Snowflake’s warehouses (or “virtual warehouses”) are required to be running in order to be able to manipulate and query any data that you want to perform analytics on. Snowflake separates compute from storage, and Snowflake’s virtual warehouses are how you handle the “compute” – the computationally-intensive tasks of querying, loading, or manipulating data.
Warehouses come in a variety of sizes, from extra small (XS) to extremely large (up to 6XL), and larger warehouses cost more money than small ones. In Snowflake lingo, a warehouse’s size determines the processing power (or “compute resources”) available to perform the data operations you request via Snowflake’s structured query language (SQL) query engine.
“Resizing a warehouse to a larger size is useful when the operations being performed by the warehouse will benefit from more compute resources, including:
◦ Improving the performance of large, complex queries against large data sets.
◦ Improving performance while loading and unloading significant amounts of data.” –Snowflake Docs
Typically, if your Snowflake queries are taking too long, you can solve the issue by making your Snowflake warehouse larger. You can also submit multiple requests to the same data warehouse in Snowflake at the same time, in which case Snowflake will try to process your requests simultaneously, meaning the requests run in parallel (concurrently).
However, a warehouse that has already been tasked with a complex query may not have enough compute resources available to process the next query simultaneously. In that case, the second query will be queued until the warehouse’s processing power becomes available.
To handle concurrency in Snowflake, you have two choices: make your warehouse larger, or set up multiple warehouses running in parallel. How many warehouses your Snowflake account needs to hold will depend on your team’s needs for query processing and concurrency.
There seems to be no limit, other than your finances, to how many virtual warehouses can be created in a single Snowflake account.
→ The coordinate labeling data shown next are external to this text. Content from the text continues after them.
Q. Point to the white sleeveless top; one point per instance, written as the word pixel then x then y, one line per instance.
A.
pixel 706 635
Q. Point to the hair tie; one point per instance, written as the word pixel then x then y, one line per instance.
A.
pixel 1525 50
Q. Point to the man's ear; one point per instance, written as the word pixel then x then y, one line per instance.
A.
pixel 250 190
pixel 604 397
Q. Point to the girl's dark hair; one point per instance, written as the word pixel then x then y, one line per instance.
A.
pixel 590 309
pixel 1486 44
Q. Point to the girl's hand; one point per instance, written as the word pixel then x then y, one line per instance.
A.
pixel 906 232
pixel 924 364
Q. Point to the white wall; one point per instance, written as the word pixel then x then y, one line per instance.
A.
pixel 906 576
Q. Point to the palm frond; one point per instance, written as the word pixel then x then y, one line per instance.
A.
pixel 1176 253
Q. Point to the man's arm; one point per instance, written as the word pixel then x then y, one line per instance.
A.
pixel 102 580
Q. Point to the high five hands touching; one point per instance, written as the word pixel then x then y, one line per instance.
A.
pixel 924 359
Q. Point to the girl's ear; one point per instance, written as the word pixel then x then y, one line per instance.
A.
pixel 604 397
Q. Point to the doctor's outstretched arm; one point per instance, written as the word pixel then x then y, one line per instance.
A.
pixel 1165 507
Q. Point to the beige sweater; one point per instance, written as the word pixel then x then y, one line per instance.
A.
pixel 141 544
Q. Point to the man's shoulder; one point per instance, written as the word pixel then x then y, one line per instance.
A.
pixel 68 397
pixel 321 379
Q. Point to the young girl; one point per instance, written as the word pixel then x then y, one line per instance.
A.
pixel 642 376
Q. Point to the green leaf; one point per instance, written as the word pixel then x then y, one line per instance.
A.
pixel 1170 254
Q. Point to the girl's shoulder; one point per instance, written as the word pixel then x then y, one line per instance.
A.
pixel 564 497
When you start creating multiple warehouses in Snowflake, it’s important to keep track of how many you’ve created at which sizes, because you pay whenever any warehouse is running. Managing multiple warehouses can become expensive quickly, so maybe it is no surprise that “the average Snowflake customer pays Snowflake $165k a year,” according to Michael Malis of FreshPaint.
Running multiple warehouses has a few advantages over a single warehouse, though there’s a trade-off between concurrency and processing speed. A single warehouse is going to prioritize speed and running queries sequentially, while multiple warehouses are better for concurrency.
“With isolated workloads, data scientists may run monster jobs concurrently, [...] in parallel with business analysts or executive dashboards, [...] with no queuing or workload bumping.” –Michael Nixon on Snowflake’s company blog
You’ll pay the same number of Snowflake credits per hour whether you’re running two Small warehouses or one Medium warehouse. In both cases, you’ll need to pay 4 credits per hour, with the advantage of two warehouses being that your queries won’t interfere with each other.
While a Medium warehouse can theoretically handle some query concurrency, like any other Snowflake warehouse, your second query may end up queued until the first query finishes. To make sure the queries don’t interfere with each other, you’ll need to set up multiple warehouses.
With Snowflake data analytics platform, virtual warehouses come in many sizes. The downside is that you have to size each warehouse manually, including resizing the warehouse based on your individual requirements for processing speed and concurrency. Your account can hold as many warehouses as you would like, but the warehouses have to be running to do anything.
If you need multiple users and queries running simultaneously, you’ll want to set up multiple warehouses manually, giving each one a size appropriate to its need for compute resources. Or, you can use multi-cluster warehouses in order to auto-scale your warehouses up and down as needed, assuming you have the Enterprise edition of Snowflake available to your organization.
For something like in-product analytics, multi-cluster warehouses are a perfect feature. They allow you to scale resources to improve the concurrent performance for multiple users and queries. On the other hand, they’re not as good at improving the performance of slow-running queries or data loading when compared to just resizing a single warehouse to be larger.
Another drawback of multi-cluster warehouses is that you don’t have direct access to tweak warehouse size while in the efficient “auto-scale” mode, and the “maximized” mode could be wasteful if you only use multiple clusters at some times. They also can become expensive, particularly if you try to configure multiple multi-cluster warehouses in the same account.
Once you’re starting to hit more than the maximum number of concurrent compute clusters (10) in a multi-cluster warehouse, your analytics set-up is going to start getting awfully complicated. If that’s the case, and you’re exploring your options to set up many different multi-cluster warehouses in Snowflake to build in-product analytics, you should check out Propel Data.
At Propel, our analytics backend system gives you easy-to-use GraphQL APIs in a performant, cost-effective manner, without needing to manually set up multi-cluster Snowflake warehouses. For building in-product analytics when you’re using Snowflake as a data warehouse, Propel is the best choice, because we help you connect your data app to Snowflake via GraphQL API.
Snowflake data platform is referred to as a data warehouse or data lake because it separates storage (data) from compute (processing power).
Databases and schemas ("namespaces") are used to organize data in Snowflake storage, which uses a columnar format internally for analytics.